Because workers' compensation benefits received during the marriage also constitute community property (see Raphael v. Bloomfield (2003) 113 Cal. App. 4th 617), it is arguable that workers' compensation benefits are for the immediate benefit of the noninjured spouse for the purposes of Evidence Code § 973(b).

 It has been over 25 years since these cases were decided, and the issue remains unresolved. No other appellate level decisions have addressed the issue. However, in Chavez v. Frank Fiala Roofing (2017) 2017 Cal. Wrk. Comp. P.D. LEXIS 235, the WCAB addressed the Evidence Code § 973(b) exception to the marital privilege as it applied to workers' compensation proceedings. The WCAB noted that the defendant cited Hand to support its argument that workers' compensation benefits were for the immediate benefit of the non-party spouse, but relied on Duggan to support its opinion that the non-party spouse could not be compelled to testify under Evidence Code § 973(b).
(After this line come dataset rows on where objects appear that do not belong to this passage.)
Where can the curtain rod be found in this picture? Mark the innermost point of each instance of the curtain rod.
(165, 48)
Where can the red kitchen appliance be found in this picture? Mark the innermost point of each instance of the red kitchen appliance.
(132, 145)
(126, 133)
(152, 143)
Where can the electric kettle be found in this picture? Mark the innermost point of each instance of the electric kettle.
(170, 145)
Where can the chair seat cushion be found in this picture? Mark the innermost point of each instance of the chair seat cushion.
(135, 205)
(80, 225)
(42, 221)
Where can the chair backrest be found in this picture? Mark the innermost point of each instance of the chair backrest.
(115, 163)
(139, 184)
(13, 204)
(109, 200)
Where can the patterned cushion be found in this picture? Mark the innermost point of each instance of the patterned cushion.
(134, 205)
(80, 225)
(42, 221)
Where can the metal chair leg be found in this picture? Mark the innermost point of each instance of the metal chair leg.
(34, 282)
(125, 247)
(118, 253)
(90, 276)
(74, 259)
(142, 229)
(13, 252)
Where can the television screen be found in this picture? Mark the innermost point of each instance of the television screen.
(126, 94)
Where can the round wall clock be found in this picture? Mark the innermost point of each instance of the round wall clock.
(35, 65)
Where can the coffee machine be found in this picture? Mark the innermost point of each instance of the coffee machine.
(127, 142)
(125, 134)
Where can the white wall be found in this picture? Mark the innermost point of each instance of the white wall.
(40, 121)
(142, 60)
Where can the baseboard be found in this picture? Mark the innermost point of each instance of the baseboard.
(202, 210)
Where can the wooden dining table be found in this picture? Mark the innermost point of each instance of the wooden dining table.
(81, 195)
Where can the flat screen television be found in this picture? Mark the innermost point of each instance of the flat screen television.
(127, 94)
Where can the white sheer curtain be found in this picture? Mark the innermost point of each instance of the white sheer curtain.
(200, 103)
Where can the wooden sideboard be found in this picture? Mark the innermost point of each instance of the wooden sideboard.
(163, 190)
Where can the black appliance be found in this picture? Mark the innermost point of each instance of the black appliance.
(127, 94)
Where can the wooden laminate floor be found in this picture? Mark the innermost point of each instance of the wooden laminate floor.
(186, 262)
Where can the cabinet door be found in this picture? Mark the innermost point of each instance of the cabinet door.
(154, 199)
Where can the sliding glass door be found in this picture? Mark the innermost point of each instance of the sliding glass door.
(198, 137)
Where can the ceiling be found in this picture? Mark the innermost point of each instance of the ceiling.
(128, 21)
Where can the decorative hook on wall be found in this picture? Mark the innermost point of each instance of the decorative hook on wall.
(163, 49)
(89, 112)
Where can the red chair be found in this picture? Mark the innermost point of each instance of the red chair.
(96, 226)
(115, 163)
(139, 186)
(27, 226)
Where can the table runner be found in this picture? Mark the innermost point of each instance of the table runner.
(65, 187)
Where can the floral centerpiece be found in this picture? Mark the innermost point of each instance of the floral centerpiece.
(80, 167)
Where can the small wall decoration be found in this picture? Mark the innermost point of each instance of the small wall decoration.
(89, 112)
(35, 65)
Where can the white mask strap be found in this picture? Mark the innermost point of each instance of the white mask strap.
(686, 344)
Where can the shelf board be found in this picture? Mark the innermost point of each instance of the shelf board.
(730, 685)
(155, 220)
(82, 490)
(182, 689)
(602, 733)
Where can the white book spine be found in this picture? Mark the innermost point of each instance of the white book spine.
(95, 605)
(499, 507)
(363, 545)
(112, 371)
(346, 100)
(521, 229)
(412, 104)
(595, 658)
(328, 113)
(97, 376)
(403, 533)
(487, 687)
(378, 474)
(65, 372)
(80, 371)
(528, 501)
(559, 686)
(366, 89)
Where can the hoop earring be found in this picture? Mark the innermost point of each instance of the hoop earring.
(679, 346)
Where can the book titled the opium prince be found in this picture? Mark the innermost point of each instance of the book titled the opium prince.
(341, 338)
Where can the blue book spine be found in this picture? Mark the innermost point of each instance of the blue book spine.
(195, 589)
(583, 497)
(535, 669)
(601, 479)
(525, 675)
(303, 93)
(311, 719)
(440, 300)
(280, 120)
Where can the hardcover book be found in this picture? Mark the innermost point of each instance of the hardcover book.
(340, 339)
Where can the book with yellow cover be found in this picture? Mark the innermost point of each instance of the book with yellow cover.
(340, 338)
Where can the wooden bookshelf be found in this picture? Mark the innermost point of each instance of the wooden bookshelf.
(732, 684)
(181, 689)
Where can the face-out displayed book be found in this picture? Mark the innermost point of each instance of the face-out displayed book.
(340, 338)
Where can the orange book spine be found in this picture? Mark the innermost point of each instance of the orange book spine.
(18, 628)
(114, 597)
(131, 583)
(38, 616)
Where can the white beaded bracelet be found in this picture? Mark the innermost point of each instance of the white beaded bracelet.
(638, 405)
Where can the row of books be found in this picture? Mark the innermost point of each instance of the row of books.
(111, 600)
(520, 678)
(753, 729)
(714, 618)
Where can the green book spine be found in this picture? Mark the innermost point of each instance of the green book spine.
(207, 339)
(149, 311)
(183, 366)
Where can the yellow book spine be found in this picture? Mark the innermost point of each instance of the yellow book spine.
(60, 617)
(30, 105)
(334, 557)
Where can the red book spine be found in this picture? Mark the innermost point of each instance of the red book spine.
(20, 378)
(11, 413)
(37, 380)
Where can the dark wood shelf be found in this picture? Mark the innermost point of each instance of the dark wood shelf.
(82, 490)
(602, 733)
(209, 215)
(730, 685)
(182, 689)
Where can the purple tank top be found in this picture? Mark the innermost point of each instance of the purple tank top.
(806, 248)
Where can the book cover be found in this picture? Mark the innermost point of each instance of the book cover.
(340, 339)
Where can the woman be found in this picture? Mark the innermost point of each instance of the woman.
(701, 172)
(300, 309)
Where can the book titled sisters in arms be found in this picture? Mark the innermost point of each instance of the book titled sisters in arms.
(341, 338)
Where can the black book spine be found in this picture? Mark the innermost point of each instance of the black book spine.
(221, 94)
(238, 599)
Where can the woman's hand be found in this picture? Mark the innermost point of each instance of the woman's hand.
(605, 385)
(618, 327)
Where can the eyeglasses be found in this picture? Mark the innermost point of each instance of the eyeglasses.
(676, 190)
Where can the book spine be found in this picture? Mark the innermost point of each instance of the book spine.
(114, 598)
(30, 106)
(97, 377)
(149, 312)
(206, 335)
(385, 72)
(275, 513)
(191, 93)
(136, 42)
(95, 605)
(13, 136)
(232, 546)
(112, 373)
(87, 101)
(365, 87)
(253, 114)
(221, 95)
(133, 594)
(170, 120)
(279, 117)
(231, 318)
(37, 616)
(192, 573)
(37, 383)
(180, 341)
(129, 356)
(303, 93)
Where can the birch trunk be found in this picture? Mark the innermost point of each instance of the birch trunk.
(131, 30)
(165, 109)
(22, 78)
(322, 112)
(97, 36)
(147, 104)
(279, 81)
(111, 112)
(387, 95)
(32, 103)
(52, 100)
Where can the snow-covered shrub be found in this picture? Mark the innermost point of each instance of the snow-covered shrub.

  Because there was a split in authority, the WCAB in Chavez had authority to choose between the conflicting decisions. Because there is no binding authority, it remains an open issue as to whether a non-party spouse can be compelled to testify under Evidence Code § 973(b).

 Nevertheless, employers seeking to depose an injured worker's spouse will likely face a significant hurdle. Without addressing the exception in Evidence Code § 973(b), the WCAB has demonstrated that it is reluctant to allow employers to depose an injured workers' spouse. (See Hershewe v. WCAB (Clabaugh) (2002) 67 CCC 1198 (writ denied); Zenith Insurance Co. v. WCAB (Mota) (2012) 77 CCC 200 (writ denied).)

 Unless further case law develops, it is likely that the WCAB will continue to rely on Duggan to find that workers' compensation benefits are not for the immediate benefit of the non-injured spouse under Evidence Code § 973(b) and deny employers' efforts to depose the non-injured spouse.